The row blew up after the completion of the second round of official Brexit negotiations ended in Brussels with “fundamental” disagreements remaining between Britain and the EU on citizens’ rights and a stand-off over the so-called “divorce bill”.
The EU’s chief negotiator Michel Barnier demanded clarification on Britain’s position on the financial settlement by the next round of talks in August but UK officials, who are understood to be frustrated at Brussels’ own ambiguity on the bill, indicated they would not publish a position before autumn.
After four days of talks, Brexit Secretary David Davis urged Brussels to show “flexibility” amid what is seen by the UK as “unprecedented” demands for the European Court of Justice to enforce EU nationals rights in the UK that amount to “judicial imperialism”.
Former chancellor Lord Darling said a transition period was “absolutely essential” to avoid a situation where businesses are suddenly deprived of European workers.
The Labour peer, who was chancellor from 2007-10 as Alistair Darling and now sits on the House of Lords Economic Affairs Committee, told BBC Radio 4’s Today programme: “All the businesses that gave evidence to us were very clear that they need a transition period. If it’s true that they are talking about up to four years, then I think that would be very welcome.
“We’ve got to adapt to a situation where a lot of businesses ... have been employing EU workers, in the construction industry, in agriculture and food, in the NHS. If we are going to have a change, then they need time to adapt.”

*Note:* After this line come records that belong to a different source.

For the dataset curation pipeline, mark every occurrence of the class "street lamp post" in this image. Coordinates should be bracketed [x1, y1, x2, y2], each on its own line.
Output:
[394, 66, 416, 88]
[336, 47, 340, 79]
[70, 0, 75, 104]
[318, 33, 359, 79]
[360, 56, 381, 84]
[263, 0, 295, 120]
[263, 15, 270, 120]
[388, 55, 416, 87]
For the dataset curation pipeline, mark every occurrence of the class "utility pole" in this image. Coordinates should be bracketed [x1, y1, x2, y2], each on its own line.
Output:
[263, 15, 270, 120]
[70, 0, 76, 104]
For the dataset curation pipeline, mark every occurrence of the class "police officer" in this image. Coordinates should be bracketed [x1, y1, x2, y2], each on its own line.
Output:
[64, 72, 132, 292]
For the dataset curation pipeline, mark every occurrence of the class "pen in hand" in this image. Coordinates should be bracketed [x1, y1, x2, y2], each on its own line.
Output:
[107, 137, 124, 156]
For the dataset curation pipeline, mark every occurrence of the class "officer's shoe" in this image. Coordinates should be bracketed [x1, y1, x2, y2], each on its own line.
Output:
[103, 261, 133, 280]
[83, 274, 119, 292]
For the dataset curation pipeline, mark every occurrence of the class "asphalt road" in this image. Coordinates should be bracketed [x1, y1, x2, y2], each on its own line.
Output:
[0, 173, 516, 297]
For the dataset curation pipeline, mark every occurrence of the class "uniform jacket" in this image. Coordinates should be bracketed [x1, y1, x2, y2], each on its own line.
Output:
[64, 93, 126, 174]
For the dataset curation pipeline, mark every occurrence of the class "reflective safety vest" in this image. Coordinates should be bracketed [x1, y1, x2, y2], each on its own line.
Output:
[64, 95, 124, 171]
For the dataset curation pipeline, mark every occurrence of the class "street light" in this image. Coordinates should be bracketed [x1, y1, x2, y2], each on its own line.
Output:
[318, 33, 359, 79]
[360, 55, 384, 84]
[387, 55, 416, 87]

Leave-backing Conservative MP Anne-Marie Trevelyan said Britain would have to overcome its skills gap before cutting back on immigration.
The Berwick-upon-Tweed MP told BBC Radio 4’s Today programme: “Any implementation programme which we have to roll through absolutely needs to match the business needs, so that we don’t have cliff edges. There are skills gaps across the country which we have to crack before we can be absolutely rigorous.
“Numbers will start to reduce as we fix our skills gap and we work out with businesses what it is they need.
“Nobody wants to see a system where, if you can’t find agricultural workers to pick your strawberries, you allow that business to fail. That is not the solution.”